Arggggghhhh! I have a problem with the amount of time I spend on fb. For some reason, I can't seem to control it. I can limit myself to only signing on once a day, but even still it is a constant battle for me to stay away - it calls my name. In the past, I have fasted from it and it was great, but as soon as the set time was over for the fast, I was right back to it. I had to catch up and see what I had missed. It is literally like a soap opera for me - I can find out who is pregnant, who is getting married, who just had a baby, who bought a new house, who is taking a vacation, who is sick or in trouble...

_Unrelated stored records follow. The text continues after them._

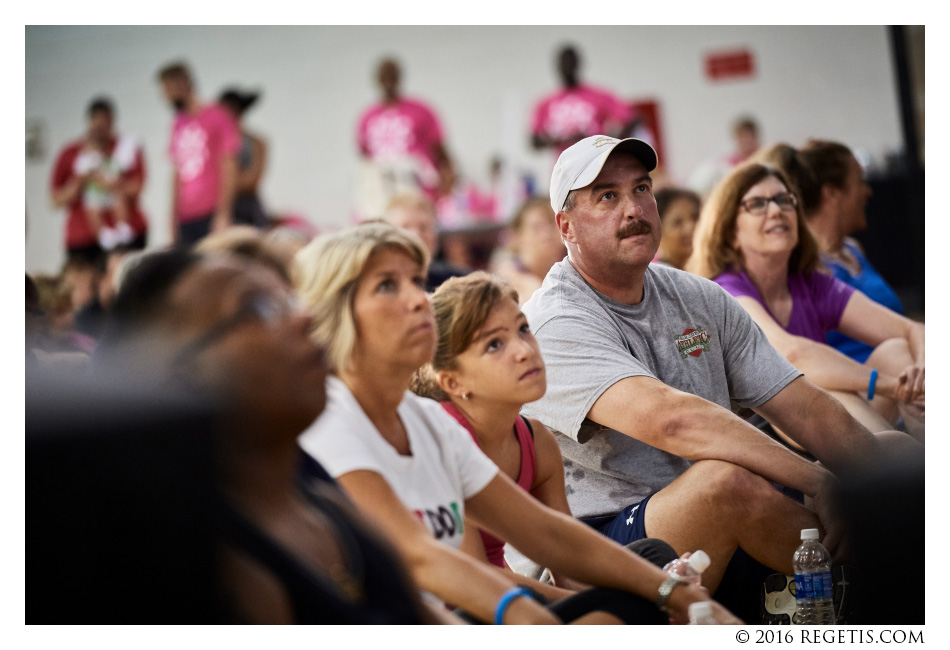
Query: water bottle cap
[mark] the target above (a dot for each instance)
(699, 561)
(809, 533)
(700, 609)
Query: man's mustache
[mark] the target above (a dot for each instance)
(632, 228)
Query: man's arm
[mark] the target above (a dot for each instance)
(693, 428)
(820, 424)
(222, 215)
(173, 212)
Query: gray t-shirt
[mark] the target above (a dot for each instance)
(686, 332)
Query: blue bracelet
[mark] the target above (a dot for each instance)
(871, 384)
(506, 599)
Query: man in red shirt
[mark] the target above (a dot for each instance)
(204, 145)
(98, 178)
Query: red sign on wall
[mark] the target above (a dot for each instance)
(736, 64)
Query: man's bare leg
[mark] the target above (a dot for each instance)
(717, 507)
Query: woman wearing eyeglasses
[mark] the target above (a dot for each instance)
(752, 240)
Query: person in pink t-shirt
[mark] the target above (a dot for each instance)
(204, 144)
(578, 110)
(402, 139)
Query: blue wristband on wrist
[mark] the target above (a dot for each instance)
(505, 601)
(871, 384)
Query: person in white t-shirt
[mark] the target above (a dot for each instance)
(414, 471)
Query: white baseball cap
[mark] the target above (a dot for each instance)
(579, 164)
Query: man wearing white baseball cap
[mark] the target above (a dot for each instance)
(646, 367)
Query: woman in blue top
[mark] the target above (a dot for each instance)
(830, 184)
(751, 239)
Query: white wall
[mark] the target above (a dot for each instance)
(833, 82)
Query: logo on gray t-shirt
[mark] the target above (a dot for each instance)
(692, 342)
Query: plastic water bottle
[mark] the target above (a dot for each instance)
(700, 613)
(814, 604)
(690, 569)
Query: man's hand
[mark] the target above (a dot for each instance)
(910, 385)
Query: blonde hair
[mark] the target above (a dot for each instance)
(327, 271)
(713, 250)
(462, 306)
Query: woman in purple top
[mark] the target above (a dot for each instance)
(752, 240)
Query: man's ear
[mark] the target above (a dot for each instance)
(564, 226)
(830, 194)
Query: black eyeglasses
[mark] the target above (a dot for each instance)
(262, 307)
(759, 205)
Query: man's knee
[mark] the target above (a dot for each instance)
(733, 487)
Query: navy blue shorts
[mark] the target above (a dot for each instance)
(626, 527)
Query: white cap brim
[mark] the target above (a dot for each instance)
(579, 165)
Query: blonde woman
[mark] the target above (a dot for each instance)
(752, 240)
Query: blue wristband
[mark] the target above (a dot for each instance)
(871, 384)
(506, 599)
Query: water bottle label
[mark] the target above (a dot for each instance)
(811, 586)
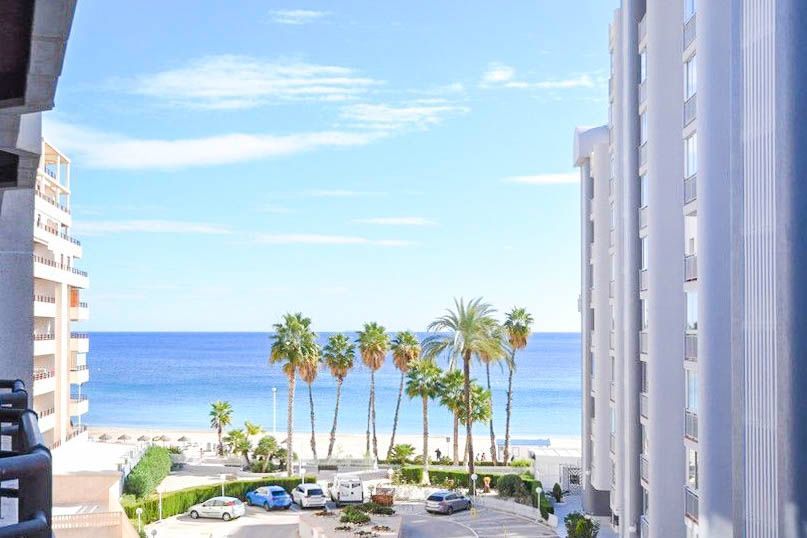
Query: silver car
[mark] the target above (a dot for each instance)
(447, 502)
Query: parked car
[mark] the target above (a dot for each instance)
(225, 508)
(308, 496)
(346, 489)
(269, 497)
(447, 502)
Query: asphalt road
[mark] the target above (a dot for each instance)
(476, 523)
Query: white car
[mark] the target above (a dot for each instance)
(308, 496)
(225, 508)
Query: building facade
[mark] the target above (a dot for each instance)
(59, 352)
(692, 303)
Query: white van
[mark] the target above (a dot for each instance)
(347, 489)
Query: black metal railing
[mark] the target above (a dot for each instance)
(28, 462)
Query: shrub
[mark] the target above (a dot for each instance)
(178, 502)
(580, 526)
(149, 472)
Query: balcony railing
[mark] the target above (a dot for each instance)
(691, 425)
(690, 189)
(690, 110)
(690, 31)
(691, 346)
(690, 268)
(691, 504)
(28, 463)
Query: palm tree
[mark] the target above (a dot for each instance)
(423, 380)
(451, 397)
(517, 327)
(405, 350)
(293, 344)
(338, 354)
(465, 332)
(221, 416)
(373, 344)
(308, 373)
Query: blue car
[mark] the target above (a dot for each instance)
(269, 497)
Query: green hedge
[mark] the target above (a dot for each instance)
(149, 471)
(178, 502)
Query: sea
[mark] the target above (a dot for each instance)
(168, 380)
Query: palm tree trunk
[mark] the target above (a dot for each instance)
(335, 415)
(492, 435)
(425, 440)
(456, 439)
(508, 411)
(313, 430)
(290, 428)
(466, 370)
(395, 420)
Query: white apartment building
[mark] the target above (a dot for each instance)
(59, 352)
(693, 304)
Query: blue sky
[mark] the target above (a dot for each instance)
(353, 160)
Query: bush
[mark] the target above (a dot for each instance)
(149, 472)
(178, 502)
(580, 526)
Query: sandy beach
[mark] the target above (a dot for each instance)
(348, 445)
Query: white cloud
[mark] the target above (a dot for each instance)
(383, 117)
(499, 75)
(104, 227)
(545, 179)
(99, 149)
(326, 239)
(397, 221)
(297, 16)
(232, 82)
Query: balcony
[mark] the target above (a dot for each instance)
(79, 343)
(44, 306)
(691, 425)
(79, 405)
(44, 344)
(690, 110)
(690, 268)
(690, 189)
(80, 312)
(26, 468)
(691, 346)
(691, 504)
(690, 31)
(79, 374)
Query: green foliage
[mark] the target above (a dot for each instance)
(581, 526)
(149, 472)
(178, 502)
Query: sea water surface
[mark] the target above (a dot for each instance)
(167, 380)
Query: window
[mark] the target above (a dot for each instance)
(692, 311)
(690, 78)
(692, 390)
(691, 156)
(692, 469)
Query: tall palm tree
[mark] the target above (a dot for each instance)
(423, 380)
(465, 332)
(293, 344)
(338, 354)
(517, 327)
(221, 416)
(373, 345)
(451, 397)
(405, 350)
(308, 373)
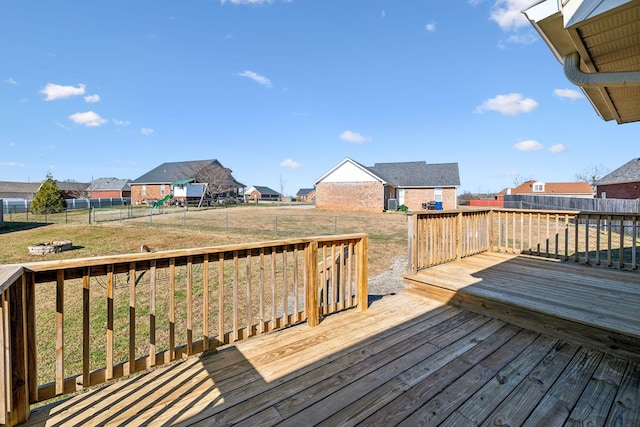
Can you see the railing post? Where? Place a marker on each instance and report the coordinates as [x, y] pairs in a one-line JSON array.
[[362, 249], [459, 236], [412, 244], [490, 228], [311, 292]]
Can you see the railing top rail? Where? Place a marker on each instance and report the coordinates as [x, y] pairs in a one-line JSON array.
[[8, 275], [41, 266]]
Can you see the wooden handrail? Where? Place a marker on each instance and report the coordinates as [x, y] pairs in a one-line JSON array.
[[160, 306], [599, 238]]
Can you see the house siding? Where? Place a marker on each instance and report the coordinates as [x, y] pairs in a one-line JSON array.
[[414, 198], [627, 190], [360, 196], [106, 194], [153, 193]]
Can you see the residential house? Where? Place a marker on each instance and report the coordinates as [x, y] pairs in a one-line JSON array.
[[28, 190], [557, 189], [104, 188], [183, 181], [622, 183], [306, 195], [386, 186], [256, 193]]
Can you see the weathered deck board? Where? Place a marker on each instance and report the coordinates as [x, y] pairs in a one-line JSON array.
[[408, 360], [595, 306]]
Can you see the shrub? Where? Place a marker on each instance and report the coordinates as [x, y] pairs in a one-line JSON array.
[[48, 199]]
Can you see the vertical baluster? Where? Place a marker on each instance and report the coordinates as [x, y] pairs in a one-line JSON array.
[[285, 294], [221, 332], [205, 302], [189, 305], [153, 349], [234, 295], [172, 309], [86, 381], [109, 367], [296, 283], [274, 314], [261, 290], [60, 332], [132, 318], [249, 308]]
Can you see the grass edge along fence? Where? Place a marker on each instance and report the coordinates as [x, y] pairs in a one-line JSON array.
[[598, 238], [248, 285]]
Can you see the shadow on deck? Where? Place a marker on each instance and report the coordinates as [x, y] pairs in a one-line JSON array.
[[405, 361]]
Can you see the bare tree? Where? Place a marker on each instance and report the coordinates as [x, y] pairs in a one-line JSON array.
[[217, 178], [592, 174], [519, 180]]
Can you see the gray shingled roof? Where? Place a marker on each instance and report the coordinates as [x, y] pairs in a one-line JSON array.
[[304, 191], [19, 187], [629, 172], [266, 190], [418, 174], [103, 184], [170, 172]]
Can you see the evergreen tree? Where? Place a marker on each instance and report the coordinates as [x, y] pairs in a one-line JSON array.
[[48, 199]]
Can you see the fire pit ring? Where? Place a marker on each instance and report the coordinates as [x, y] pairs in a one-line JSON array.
[[50, 247]]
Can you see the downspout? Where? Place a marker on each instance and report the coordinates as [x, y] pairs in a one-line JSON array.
[[604, 79]]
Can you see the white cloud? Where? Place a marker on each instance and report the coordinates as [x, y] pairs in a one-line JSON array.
[[291, 164], [523, 39], [89, 119], [12, 164], [510, 104], [53, 91], [528, 145], [92, 98], [249, 1], [568, 93], [354, 137], [558, 148], [255, 77], [508, 13]]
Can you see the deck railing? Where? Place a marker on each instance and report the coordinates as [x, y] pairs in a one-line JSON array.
[[599, 238], [67, 325]]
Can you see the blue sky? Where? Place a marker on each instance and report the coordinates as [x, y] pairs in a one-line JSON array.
[[281, 91]]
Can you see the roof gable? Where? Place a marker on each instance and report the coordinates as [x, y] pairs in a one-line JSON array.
[[103, 184], [551, 188], [170, 172], [349, 171], [418, 174], [629, 172]]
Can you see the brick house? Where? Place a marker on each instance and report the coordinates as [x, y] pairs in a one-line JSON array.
[[385, 186], [306, 195], [257, 192], [558, 189], [104, 188], [622, 183], [191, 179]]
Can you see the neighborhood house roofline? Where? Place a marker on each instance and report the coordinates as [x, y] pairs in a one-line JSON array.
[[354, 163]]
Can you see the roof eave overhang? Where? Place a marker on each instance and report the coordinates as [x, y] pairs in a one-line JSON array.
[[560, 27]]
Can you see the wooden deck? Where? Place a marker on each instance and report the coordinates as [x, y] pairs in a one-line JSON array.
[[408, 360]]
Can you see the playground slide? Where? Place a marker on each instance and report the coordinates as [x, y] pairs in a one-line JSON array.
[[160, 202]]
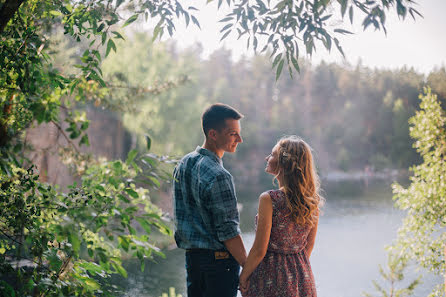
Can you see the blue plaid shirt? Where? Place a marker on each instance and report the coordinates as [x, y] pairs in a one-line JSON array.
[[205, 204]]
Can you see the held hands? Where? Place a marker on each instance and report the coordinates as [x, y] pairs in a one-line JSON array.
[[244, 283]]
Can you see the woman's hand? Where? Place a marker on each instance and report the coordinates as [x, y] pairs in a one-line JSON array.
[[243, 284]]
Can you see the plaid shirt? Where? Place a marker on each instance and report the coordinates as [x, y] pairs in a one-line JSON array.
[[205, 204]]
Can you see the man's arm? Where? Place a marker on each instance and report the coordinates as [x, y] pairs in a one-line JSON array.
[[237, 249]]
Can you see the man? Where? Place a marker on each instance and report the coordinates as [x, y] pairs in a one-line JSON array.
[[205, 207]]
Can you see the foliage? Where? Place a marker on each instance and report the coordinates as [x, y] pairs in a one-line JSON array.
[[287, 26], [55, 243], [396, 266], [171, 293], [421, 237]]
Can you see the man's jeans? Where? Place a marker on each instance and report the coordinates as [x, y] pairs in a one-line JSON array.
[[211, 273]]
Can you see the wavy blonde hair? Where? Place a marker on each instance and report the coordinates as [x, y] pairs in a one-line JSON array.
[[301, 183]]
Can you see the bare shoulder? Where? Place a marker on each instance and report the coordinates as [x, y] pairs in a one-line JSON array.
[[265, 198]]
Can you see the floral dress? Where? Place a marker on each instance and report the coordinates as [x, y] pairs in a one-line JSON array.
[[285, 270]]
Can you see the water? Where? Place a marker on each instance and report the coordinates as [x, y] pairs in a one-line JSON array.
[[358, 221]]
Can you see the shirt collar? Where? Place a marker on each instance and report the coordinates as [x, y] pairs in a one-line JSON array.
[[208, 153]]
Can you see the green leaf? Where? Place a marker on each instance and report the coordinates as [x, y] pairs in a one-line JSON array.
[[343, 7], [84, 140], [144, 224], [118, 267], [226, 27], [131, 156], [130, 20], [277, 59], [295, 64], [148, 142], [131, 193], [56, 13], [110, 45], [279, 69], [155, 181], [118, 35], [117, 165], [74, 239], [350, 14], [195, 21], [342, 31], [225, 35]]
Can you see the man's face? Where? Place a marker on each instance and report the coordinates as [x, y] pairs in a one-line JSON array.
[[229, 137]]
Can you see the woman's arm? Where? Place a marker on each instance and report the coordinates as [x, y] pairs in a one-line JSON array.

Now, I do love that most of my friends from all over the world are on FB. It is a great way to keep in touch with them. Also, I use it to add people to my prayer list. Until recently, I had an on-line accountability group on FB - we would send messages to each other about what we had read during our quiet times. It was a wonderful group, but I felt I was using it as my excuse to get on FB. I would say to myself, "I need to sign on and tell the group what I read" So, I told them I would no longer be posting because I don't want to use the group as an excuse to feed into my addiction. I know that is what it is - an addiction.
What is the cure? I don't know...like I said, I have tried fasting and limiting myself, but I have little "self-control" in the area. My next thought is to stick a post-it on my computer screen asking myself if there is a better way I could be spending my time - quiet time w/ God, cleaning something, spending time with my family, etc. If that doesn't work, I'm afraid I might have to delete my account - I fear this option the most (reminds me of the scene in Fireproof where he demolishes the computer with a bat).
Do you have any suggestions or things that help you?